Tom Friedman Writes About Innovation - and Democracy Journal

New York Times writer Tom Friedman devoted his latest column to the innovation challenge facing the United States—and mentioned Democracy Journal’s innovation symposium while doing so.

The column is focused on a conversation Friedman had with Paul Otellini, the leader of Intel. Friedman describes their discussion:

I asked if his company was being held back by weak science and math education in America’s K-12 schools, Otellini explained:

“As a citizen, I hate it. As a global employer, I have the luxury of hiring the best engineers anywhere on earth. If I can’t get them out of M.I.T., I’ll get them out of Tsing Hua” — Beijing’s M.I.T.

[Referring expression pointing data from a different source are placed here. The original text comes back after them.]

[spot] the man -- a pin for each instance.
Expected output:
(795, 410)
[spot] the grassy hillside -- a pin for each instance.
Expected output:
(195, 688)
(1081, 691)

It gets worse. Otellini noted that a 2009 study done by the Information Technology and Innovation Foundation and cited recently in Democracy Journal “ranked the U.S. sixth among the top 40 industrialized nations in innovative competitiveness — not great, but not bad. Yet that same study also measured what they call ‘the rate of change in innovation capacity’ over the last decade — in effect, how much countries were doing to make themselves more innovative for the future. The study relied on 16 different metrics of human capital — I.T. infrastructure, economic performance and so on. On this scale, the U.S. ranked dead last out of the same 40 nations. … When you take a hard look at the things that make any country competitive. … we are slipping.”